The Money Supply Definition Issue Revisited
Two famous Austrian-leaning economists who have fallen for Shostak's nonsense are Mike Shedlock and Gary North. Mike Shedlock basically repeated Shostak's false claim that some forms of money should be viewed as credit transactions rather tha money plus arguing that it better predicted recessions. In the linked post, I explained why that argument was false too.
Gary North today on LRC linked to a paper written by himself where he argued M1 -the official money supply measure most similar to Shostak's- is better than broader measures like M2,MZM and M3.
His argument is actually worse than Shostak's. He rejects on account of being the money supply measure increasing in the long run most similar to the CPI. This is so unbelievably nonsensical. Even setting aside the usual Austrian objections to this Friedmanite approach, there is no reason theoretically to expect the money supply to follow the CPI even in the long run and even assuming the CPI correctly measure true consumer price inflation. This is first of all because shifts in asset values relative to GDP can mean that money supply can increase faster or slower than the value of production. And secondly and even more importantly, money prices of goods and services do not just -I can't believe I have to explain this to someone considering himself an economist- depend on the money supply but also the supply of goods and services. If the supply of goods and services increase, then the CPI will of course even in the long run increase a lot slower than the money supply.
The most relevant number to compare the money supply would actually be nominal GDP. And the money supply measure most closely tracking that would be M2 or M3. Nominal GDP between 1985 and 2005 -fourth quarters for GDP, December for money supply, the reason why 2005 is the last year is because that was the last year M3 was published- increased by a factor of 2.95, whereas M2 increased by a factor of 2.7 and M3 by a factor of 3.15. M1 strongly undershot it by increasing by a factor of just 2.2. MZM on the other hand strongly overshot it by increasing a full 4.1.

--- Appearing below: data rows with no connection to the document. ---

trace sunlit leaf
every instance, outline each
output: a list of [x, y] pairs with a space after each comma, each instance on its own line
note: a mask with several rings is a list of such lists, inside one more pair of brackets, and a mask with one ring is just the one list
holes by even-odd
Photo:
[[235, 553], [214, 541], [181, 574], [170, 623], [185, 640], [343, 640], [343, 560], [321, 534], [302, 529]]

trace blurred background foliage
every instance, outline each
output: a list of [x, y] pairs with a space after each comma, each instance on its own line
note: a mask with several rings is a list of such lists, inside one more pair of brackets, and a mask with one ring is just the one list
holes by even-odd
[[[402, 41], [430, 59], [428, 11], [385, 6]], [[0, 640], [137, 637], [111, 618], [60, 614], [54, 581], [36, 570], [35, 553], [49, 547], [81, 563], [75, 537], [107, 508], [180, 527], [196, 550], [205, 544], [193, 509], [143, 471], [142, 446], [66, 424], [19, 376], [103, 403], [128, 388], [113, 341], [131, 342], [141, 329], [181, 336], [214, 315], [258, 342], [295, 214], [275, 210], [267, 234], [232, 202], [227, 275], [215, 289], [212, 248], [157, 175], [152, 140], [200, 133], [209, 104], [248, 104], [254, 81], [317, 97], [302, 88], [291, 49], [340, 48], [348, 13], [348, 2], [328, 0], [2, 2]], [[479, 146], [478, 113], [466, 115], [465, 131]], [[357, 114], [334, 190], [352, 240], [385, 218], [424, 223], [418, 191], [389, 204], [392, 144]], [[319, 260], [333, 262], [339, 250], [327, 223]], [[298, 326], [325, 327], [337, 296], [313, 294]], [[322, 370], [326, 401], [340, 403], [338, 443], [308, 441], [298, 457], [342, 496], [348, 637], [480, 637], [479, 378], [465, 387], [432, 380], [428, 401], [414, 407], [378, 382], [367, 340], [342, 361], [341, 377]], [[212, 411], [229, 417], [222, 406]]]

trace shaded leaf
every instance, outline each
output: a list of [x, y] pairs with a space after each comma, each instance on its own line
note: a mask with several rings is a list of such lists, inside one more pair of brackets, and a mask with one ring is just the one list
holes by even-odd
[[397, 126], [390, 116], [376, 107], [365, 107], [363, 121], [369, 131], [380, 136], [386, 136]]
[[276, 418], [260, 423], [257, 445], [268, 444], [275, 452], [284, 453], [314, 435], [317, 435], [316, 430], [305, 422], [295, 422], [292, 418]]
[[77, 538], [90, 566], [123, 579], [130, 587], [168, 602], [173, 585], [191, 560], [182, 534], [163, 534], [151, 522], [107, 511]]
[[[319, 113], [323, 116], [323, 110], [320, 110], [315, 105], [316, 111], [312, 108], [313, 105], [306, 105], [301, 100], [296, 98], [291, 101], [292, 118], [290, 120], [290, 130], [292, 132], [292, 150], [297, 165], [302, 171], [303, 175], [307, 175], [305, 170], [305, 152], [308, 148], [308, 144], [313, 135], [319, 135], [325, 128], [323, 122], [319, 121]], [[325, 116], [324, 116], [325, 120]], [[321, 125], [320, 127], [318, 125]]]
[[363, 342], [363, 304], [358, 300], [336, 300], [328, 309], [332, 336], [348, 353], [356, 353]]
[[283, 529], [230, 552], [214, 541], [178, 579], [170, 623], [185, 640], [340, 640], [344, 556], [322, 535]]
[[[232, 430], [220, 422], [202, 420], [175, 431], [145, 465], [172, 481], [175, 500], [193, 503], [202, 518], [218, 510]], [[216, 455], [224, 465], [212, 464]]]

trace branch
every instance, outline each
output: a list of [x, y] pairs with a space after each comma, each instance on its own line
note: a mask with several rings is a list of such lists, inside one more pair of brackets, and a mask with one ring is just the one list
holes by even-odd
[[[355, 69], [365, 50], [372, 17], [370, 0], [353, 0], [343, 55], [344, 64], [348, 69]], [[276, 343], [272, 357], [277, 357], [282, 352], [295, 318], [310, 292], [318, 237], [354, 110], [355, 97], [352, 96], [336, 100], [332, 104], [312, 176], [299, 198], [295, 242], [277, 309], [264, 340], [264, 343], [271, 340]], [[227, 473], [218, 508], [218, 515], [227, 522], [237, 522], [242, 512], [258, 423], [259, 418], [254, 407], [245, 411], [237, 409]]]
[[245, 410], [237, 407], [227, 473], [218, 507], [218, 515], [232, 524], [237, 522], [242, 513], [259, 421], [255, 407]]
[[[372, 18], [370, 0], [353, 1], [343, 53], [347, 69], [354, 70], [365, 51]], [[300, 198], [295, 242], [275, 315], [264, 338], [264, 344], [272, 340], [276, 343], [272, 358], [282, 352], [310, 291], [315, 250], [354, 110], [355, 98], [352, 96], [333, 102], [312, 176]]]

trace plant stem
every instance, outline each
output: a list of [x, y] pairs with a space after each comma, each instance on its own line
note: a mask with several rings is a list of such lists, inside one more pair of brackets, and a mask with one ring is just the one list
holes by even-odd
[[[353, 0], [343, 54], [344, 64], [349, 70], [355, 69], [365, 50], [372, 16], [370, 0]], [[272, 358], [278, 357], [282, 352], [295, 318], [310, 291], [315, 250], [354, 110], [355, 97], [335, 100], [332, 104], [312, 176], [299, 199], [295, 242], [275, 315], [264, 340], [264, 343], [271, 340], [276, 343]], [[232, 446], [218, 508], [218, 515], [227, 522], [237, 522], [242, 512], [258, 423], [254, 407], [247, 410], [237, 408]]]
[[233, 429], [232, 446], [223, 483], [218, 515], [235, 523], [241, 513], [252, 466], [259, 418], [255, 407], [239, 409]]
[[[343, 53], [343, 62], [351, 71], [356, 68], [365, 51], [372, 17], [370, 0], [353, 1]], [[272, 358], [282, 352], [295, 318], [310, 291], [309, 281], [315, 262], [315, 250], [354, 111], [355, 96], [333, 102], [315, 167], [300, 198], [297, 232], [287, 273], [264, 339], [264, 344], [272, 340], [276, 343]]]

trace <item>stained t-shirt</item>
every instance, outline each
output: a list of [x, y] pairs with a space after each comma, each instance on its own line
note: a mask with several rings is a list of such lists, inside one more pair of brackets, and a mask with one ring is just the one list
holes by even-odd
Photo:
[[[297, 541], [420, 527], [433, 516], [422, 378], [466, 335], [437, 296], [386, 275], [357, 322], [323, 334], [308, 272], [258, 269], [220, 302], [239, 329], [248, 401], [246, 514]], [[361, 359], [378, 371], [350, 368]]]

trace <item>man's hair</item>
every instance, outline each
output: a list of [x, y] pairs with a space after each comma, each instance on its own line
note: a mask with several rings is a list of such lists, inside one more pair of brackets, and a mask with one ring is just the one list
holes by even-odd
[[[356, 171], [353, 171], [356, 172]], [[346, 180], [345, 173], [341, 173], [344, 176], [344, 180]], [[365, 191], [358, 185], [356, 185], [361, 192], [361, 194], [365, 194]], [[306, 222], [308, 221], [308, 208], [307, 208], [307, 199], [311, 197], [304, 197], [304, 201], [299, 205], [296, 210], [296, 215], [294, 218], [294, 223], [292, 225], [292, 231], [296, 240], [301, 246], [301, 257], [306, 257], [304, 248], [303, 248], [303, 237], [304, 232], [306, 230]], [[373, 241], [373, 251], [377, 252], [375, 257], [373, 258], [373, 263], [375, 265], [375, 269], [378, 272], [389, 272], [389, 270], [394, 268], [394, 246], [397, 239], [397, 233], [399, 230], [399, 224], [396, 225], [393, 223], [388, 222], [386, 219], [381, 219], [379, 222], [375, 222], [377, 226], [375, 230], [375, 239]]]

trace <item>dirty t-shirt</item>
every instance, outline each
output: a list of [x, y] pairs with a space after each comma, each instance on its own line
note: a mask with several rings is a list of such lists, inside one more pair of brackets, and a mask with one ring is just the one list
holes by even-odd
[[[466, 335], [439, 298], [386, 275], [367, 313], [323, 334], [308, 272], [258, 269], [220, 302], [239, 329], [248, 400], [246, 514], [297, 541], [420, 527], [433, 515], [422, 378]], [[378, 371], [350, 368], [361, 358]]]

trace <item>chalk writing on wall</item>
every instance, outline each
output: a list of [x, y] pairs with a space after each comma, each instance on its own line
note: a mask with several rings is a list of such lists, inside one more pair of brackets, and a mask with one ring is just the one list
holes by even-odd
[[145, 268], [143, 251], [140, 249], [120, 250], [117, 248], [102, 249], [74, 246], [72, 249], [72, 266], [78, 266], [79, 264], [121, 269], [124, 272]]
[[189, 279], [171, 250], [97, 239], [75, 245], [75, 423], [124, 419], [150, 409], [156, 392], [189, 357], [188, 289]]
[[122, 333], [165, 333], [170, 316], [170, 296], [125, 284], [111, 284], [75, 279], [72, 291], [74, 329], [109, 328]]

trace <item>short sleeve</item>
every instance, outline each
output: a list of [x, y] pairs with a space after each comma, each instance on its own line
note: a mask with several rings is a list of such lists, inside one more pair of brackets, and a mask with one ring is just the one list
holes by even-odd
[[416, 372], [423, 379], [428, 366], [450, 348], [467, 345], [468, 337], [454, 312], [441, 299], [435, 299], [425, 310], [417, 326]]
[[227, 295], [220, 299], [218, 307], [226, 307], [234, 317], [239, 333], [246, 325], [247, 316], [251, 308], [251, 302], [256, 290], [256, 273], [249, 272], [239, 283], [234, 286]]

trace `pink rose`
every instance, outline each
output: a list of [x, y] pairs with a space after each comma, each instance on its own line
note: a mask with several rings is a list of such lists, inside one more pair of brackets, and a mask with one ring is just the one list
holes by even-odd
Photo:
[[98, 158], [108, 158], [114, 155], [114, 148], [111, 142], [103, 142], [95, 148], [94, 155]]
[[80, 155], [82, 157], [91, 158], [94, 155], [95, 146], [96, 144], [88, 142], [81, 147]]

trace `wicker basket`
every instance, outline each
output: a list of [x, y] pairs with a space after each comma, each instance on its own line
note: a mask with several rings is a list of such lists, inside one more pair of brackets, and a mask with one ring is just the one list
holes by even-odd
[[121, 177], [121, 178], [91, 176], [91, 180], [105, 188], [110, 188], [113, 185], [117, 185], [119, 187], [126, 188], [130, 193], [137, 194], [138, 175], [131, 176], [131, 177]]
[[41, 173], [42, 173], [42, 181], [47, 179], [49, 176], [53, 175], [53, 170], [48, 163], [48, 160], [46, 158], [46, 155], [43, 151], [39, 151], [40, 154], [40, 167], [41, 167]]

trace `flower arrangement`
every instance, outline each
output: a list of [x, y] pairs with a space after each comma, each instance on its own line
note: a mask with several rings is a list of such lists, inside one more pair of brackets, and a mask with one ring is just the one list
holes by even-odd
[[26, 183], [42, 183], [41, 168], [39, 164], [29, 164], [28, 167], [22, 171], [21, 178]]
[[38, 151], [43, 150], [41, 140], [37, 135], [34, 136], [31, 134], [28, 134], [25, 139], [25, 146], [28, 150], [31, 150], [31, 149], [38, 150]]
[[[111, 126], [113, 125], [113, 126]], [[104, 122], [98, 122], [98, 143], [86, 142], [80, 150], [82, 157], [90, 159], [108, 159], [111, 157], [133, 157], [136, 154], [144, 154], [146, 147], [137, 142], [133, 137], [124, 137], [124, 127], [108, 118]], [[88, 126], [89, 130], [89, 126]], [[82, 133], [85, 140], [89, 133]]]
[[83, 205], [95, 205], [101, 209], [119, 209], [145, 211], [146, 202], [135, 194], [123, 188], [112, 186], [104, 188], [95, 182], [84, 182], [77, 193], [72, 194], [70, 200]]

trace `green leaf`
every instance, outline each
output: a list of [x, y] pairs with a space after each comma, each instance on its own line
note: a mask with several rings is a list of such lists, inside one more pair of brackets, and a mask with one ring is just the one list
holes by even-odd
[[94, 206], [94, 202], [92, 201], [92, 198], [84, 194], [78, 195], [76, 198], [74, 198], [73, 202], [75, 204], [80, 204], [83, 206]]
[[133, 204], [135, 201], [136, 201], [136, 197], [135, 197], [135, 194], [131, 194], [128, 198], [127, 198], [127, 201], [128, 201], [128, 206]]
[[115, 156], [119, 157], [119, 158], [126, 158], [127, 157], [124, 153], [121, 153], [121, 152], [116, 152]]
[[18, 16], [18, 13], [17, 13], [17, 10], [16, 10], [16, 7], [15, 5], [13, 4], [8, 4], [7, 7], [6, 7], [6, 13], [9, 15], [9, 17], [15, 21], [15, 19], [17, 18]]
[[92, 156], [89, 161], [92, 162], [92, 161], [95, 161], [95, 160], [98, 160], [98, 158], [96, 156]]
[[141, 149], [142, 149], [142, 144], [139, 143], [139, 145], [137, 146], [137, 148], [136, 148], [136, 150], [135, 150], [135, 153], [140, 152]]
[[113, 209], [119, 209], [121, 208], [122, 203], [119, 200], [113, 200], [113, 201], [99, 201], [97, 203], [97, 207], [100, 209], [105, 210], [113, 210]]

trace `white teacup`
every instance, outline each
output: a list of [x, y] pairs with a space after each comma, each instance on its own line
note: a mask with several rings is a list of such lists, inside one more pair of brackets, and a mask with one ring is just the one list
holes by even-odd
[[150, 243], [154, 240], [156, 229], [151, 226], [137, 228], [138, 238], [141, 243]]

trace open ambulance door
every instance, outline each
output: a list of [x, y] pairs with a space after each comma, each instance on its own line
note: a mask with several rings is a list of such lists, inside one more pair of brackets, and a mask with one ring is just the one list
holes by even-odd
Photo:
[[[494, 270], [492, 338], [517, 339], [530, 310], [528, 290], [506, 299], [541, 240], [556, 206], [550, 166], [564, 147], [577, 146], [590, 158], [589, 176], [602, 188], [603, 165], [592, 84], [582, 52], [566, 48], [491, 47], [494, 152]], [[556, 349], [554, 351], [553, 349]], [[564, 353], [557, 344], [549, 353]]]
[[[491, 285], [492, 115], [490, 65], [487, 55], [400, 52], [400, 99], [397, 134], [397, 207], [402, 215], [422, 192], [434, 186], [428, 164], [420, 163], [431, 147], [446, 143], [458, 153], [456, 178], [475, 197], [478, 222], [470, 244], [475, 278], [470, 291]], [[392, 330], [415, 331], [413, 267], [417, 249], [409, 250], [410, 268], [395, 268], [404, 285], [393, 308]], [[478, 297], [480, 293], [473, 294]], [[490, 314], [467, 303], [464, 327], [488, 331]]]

However, to the extent we should expect some under- or overshooting of nominal GDP, that would be overshooting it. The reason is that asset values have increased far faster than nominal GDP, with both stock- and house markets being far, far higher valued relative to GDP in 2005 than 1985. This means that either M3 or MZM should be considered the money supply measure most closely tracking economic activity. And since M3 has been "discontinued" by the Fed, this means MZM in practice for us.M2 is less useful, while M1 -as well as Shostak's closely related measure- should be considered completely useless.